To become a successful Medical Coder, you typically need a high school diploma or GED, followed by a certificate or associate degree in medical billing and coding. Crucially, you must obtain a professional credential such as the CPC (Certified Professional Coder) from AAPC or the CCS (Certified Coding Specialist) from AHIMA. Ongoing professional development is also essential to stay updated on annual changes to medical coding sets like ICD-10.

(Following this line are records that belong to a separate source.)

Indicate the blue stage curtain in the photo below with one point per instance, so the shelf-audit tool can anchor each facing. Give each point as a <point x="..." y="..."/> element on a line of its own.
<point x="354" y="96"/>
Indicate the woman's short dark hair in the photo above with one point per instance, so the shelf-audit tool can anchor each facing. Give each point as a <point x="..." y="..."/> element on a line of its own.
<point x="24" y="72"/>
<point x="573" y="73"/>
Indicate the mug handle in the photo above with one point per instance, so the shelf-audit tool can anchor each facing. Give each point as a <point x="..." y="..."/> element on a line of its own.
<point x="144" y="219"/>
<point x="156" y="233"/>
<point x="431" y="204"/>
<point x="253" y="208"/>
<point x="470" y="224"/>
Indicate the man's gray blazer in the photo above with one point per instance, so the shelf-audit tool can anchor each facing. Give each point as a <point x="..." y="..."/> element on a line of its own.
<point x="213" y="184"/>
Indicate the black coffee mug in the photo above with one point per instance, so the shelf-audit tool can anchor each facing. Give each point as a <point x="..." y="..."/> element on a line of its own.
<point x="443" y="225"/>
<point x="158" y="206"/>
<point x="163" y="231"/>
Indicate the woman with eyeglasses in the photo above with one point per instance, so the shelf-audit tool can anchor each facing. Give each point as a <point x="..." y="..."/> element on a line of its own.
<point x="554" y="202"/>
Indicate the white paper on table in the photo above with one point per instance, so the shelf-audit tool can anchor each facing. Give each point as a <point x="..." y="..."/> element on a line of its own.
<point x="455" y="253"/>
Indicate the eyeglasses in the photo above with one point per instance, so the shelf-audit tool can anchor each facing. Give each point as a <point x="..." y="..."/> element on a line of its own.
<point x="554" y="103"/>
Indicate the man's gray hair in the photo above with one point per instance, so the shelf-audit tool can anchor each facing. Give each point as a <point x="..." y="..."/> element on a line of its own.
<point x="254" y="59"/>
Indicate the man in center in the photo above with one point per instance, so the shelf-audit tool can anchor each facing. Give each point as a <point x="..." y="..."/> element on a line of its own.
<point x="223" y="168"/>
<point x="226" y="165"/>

How does a Medical Coder interact with clinical staff?
Medical Coders serve as a vital link between clinical care and administrative billing. They interact with physicians by sending 'coding queries' when documentation is missing, vague, or contradictory, helping clinicians improve their own record-keeping practices. This collaboration is essential to ensure that the patient’s health record truly reflects the complexity of the treatment provided.
Why is the role of a Medical Coder so important to healthcare?
The Medical Coder is foundational to a healthcare organization’s financial health and legal compliance. By accurately translating medical procedures into data, they ensure providers receive correct reimbursement for their services, which funds ongoing patient care. Furthermore, their work ensures that medical records are legally defensible and compliant with federal regulations like HIPAA, protecting the organization from costly audits and penalties.